Hi all,
I've spent some time today looking at the ELF loader code for each different architecture, and with a bit of work I believe that I can modify arch/sparc64/elfload.c so that it can be used across all architectures.
Looking closer at the source, it can be seen that are actually two sets of ELF routines: one in arch/*/elfload.c, and another set in libopenbios/elfload.c which only appears to be used by the PPC code. I've already manage to refactor the SPARC64 code so it reuses (and also exposes) the same API for use with the PPC code, except with one exception: file handles.
In arch/*/elfload.c, the preferred method for using handles is to make use of the included loadfs.c methods which works with an implicit file handle (i.e. the file handle isn't passed into any of the functions). In contrast, the PPC code directly calls the *_io() API (see find_elf()/elf_readhdrs()) and so requires an explicit file handle to be passed into each function.
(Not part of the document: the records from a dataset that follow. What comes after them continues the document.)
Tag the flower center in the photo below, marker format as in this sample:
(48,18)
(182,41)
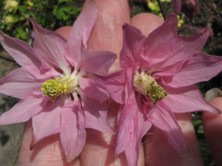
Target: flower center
(60,86)
(147,85)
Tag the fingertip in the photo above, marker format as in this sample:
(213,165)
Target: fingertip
(146,22)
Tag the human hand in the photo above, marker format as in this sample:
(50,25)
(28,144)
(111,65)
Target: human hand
(99,148)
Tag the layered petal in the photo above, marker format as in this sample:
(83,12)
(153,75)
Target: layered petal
(96,113)
(201,67)
(19,83)
(163,119)
(72,131)
(80,33)
(177,5)
(115,85)
(47,122)
(22,53)
(187,100)
(50,47)
(97,63)
(132,41)
(132,127)
(174,48)
(23,110)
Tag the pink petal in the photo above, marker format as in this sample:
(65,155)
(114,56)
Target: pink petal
(132,42)
(47,122)
(126,125)
(19,83)
(160,41)
(201,67)
(97,62)
(177,5)
(132,127)
(23,110)
(21,52)
(80,32)
(165,120)
(96,114)
(187,100)
(50,46)
(174,48)
(72,131)
(92,92)
(115,85)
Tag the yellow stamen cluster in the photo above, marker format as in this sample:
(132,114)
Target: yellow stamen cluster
(59,86)
(147,85)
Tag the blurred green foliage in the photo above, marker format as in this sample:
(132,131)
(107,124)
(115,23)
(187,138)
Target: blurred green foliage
(51,14)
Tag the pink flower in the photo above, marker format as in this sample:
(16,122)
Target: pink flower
(55,84)
(157,79)
(189,7)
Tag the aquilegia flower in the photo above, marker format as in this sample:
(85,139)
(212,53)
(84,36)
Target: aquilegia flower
(157,79)
(189,7)
(55,86)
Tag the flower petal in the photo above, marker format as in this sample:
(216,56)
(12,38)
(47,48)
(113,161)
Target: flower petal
(72,131)
(92,92)
(50,47)
(80,32)
(132,41)
(165,120)
(115,85)
(132,126)
(96,114)
(97,62)
(187,100)
(177,5)
(19,83)
(47,122)
(174,48)
(23,110)
(201,67)
(21,52)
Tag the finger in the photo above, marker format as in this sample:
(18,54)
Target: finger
(48,152)
(158,152)
(106,35)
(213,130)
I'm currently leaning towards the PPC method, since loadfs.c seems to be such a lightweight wrapper that it hardly seems worth keeping. Can anyone see a reason to keep this before I go and rip it out?
ATB,
Mark.
On 3/20/10, Mark Cave-Ayland mark.cave-ayland@siriusit.co.uk wrote:
Hi all,
I've spent some time today looking at the ELF loader code for each different architecture, and with a bit of work I believe that I can modify arch/sparc64/elfload.c so that it can be used across all architectures.
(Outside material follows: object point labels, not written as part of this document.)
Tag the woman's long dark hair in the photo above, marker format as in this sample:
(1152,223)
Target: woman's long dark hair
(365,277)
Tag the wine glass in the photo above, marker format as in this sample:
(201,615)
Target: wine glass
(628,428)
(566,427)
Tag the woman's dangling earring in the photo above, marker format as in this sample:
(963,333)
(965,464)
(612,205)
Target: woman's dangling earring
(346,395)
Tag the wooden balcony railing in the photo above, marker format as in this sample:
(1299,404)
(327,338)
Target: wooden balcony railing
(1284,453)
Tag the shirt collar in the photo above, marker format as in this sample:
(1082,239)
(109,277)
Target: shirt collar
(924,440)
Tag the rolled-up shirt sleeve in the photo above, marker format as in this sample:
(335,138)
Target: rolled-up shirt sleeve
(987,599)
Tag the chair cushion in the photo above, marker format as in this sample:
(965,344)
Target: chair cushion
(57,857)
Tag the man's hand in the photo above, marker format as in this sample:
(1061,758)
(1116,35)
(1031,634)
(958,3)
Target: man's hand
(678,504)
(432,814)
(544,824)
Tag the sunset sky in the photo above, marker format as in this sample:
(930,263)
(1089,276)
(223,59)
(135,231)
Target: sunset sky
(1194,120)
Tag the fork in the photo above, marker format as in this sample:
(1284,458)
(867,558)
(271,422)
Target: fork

Looking closer at the source, it can be seen that are actually two sets of ELF routines: one in arch/*/elfload.c, and another set in libopenbios/elfload.c which only appears to be used by the PPC code. I've already manage to refactor the SPARC64 code so it reuses (and also exposes) the same API for use with the PPC code, except with one exception: file handles.
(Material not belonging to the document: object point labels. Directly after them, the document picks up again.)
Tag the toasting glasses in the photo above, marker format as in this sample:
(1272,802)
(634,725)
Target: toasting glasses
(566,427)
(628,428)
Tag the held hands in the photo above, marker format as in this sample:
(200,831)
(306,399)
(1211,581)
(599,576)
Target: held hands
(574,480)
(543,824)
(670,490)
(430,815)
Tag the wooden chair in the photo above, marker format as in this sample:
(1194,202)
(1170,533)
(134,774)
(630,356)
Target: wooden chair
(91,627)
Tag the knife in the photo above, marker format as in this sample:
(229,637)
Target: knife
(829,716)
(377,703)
In arch/*/elfload.c, the preferred method for using handles is to make use of the included loadfs.c methods which works with an implicit file handle (i.e. the file handle isn't passed into any of the functions). In contrast, the PPC code directly calls the *_io() API (see find_elf()/elf_readhdrs()) and so requires an explicit file handle to be passed into each function.
I'm currently leaning towards the PPC method, since loadfs.c seems to be such a lightweight wrapper that it hardly seems worth keeping. Can anyone see a reason to keep this before I go and rip it out?
I think ideally the internal APIs should be identical to POSIX ones (open, lseek, read/write, close). So this would be a step into right direction.
Blue Swirl wrote:
I'm currently leaning towards the PPC method, since loadfs.c seems to be such a lightweight wrapper that it hardly seems worth keeping. Can anyone see a reason to keep this before I go and rip it out?
I think ideally the internal APIs should be identical to POSIX ones (open, lseek, read/write, close). So this would be a step into right direction.
Okay - in that case I'll rip it out. Just as a side question, what could I use to test that I haven't broken the ELF code in QEMU? I'm guessing I could test using something like the FC12 bootable CD for each platform (x86, PPC and SPARC64) to check?
ATB,
Mark.
On 3/20/10, Mark Cave-Ayland mark.cave-ayland@siriusit.co.uk wrote:
Blue Swirl wrote:
I'm currently leaning towards the PPC method, since loadfs.c seems to
be
such a lightweight wrapper that it hardly seems worth keeping. Can
anyone
see a reason to keep this before I go and rip it out?
I think ideally the internal APIs should be identical to POSIX ones (open, lseek, read/write, close). So this would be a step into right direction.
Okay - in that case I'll rip it out. Just as a side question, what could I use to test that I haven't broken the ELF code in QEMU? I'm guessing I could test using something like the FC12 bootable CD for each platform (x86, PPC and SPARC64) to check?
I think SILO and BSD loaders are still using a.out and Solaris uses FCode.
On 2010-3-20 3:03 PM, Blue Swirl wrote:
[...]
Okay - in that case I'll rip it out. Just as a side question, what could I use to test that I haven't broken the ELF code in QEMU? I'm guessing I could test using something like the FC12 bootable CD for each platform (x86, PPC and SPARC64) to check?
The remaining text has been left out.